Apparently she feels something. When Matthew finds out she's a porn star, and takes her to a cheap motel, an offended Danielle walks off and heads to Las Vegas with Kelly to attend a porn convention. Matthew and his two nerdy friends rush to Vegas to find Danielle and try to bring her back home. The underage boys (they look about 16) are surprisingly able to get into the convention, where they masquerade as adult film directors. Their escapades are taken to the extreme when they go to a party and cause a bar fight. What about Matthew's noble intentions for the trip?
But despite all of the film's faults, enough to rip Girl to pieces, I actually enjoyed the movie enough to recommend it! I was pleasantly surprised with how often it made me laugh, especially in the first half of the film as Matthew transitions from the shy class president to the rebel he's only dreamed of becoming. And we empathize with him as he struggles over his sexuality and awkwardness with Danielle. We laugh at his most embarrassing moments because most of us have experienced similar things growing up. Even though the film pokes fun at our sexuality, the intelligent screenplay doesn't degenerate into the typically crude gross-out humor you might expect from a film about teenagers and porn stars.
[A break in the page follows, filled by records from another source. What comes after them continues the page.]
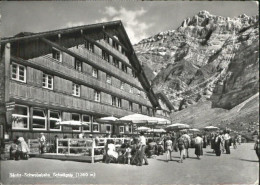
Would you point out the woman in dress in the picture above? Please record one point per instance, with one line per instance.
(169, 149)
(257, 147)
(181, 147)
(198, 146)
(218, 144)
(111, 149)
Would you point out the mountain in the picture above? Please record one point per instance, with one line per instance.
(208, 58)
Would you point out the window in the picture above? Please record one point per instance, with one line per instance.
(130, 129)
(109, 81)
(119, 102)
(115, 45)
(115, 62)
(138, 92)
(95, 125)
(78, 65)
(121, 129)
(54, 117)
(113, 98)
(116, 101)
(133, 73)
(131, 89)
(75, 117)
(87, 120)
(122, 86)
(94, 72)
(123, 52)
(89, 46)
(108, 128)
(47, 81)
(75, 90)
(148, 111)
(130, 106)
(140, 108)
(18, 72)
(153, 112)
(106, 38)
(124, 68)
(20, 117)
(105, 56)
(39, 119)
(56, 54)
(96, 96)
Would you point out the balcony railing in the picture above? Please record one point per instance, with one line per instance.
(94, 83)
(41, 96)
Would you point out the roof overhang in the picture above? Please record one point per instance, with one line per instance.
(118, 26)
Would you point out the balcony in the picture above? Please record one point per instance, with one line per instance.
(69, 73)
(115, 51)
(42, 97)
(105, 66)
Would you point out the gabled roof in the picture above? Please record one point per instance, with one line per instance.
(118, 26)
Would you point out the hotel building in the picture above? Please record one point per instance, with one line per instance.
(80, 73)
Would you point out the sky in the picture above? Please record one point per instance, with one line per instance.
(141, 19)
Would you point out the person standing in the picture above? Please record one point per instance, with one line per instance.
(222, 143)
(227, 142)
(187, 142)
(169, 149)
(257, 147)
(212, 142)
(204, 140)
(42, 143)
(142, 149)
(239, 139)
(198, 146)
(181, 147)
(217, 144)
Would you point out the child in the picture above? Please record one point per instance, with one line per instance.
(169, 149)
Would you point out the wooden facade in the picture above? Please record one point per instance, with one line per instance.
(80, 73)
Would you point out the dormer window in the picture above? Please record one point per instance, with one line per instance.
(94, 72)
(115, 45)
(18, 72)
(56, 54)
(89, 46)
(78, 65)
(106, 38)
(124, 68)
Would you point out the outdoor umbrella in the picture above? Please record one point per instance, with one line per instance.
(71, 123)
(143, 129)
(109, 119)
(194, 130)
(211, 128)
(137, 119)
(156, 130)
(176, 127)
(161, 121)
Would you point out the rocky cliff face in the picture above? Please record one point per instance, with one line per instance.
(207, 58)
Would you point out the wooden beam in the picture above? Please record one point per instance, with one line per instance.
(61, 31)
(70, 78)
(92, 63)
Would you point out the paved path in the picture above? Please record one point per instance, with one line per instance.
(241, 167)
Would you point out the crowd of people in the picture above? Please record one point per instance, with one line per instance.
(137, 149)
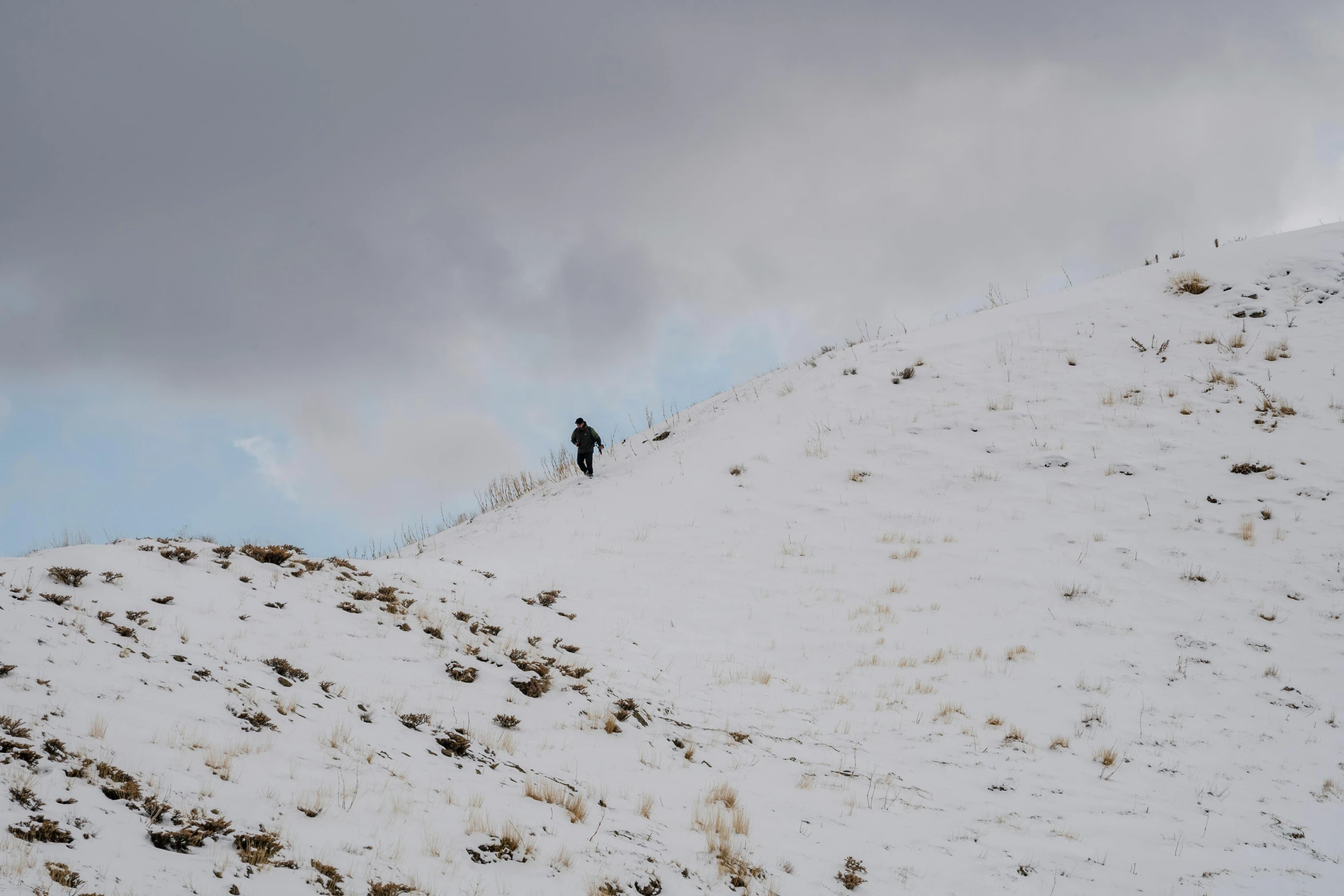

The spark that sets the film in motion lapses a little in the film's second half where its one joke stretches a little too far. New subplots involving stolen money, a foreign exchange student and an adult film award are all introduced with little effect. Yet just in time, an outrageously funny conclusion merges Matthew and Danielle's worlds. Relative unknown actor Hirsch is highly convincing as the uneasy Matthew. A more experienced actor in the same part would have taken away from the role's authentic feel. Cuthbert is just plain hot, and as the qualifying factor for an adult film actress, she fits the bill. It's difficult to take your eyes off her.
The Girl Next Door shares a strong resemblance with Risky Business, though it's certainly not in the same league. The R rating may prevent some high schoolers from seeing Girl, but for the rest of us who can remember that time in our lives, an amusing and not so moral adventure is in store.
The new unrated edition DVD includes a bit more skin plus 16 deleted scenes (including the original ending), a gag reel, director commentary and pop-up trivia tracks, selected scene commentary from Cuthbert and Hirsch, and a pair of cute making-of featurettes.
Yeah, next door... wonder what they're having for dinner?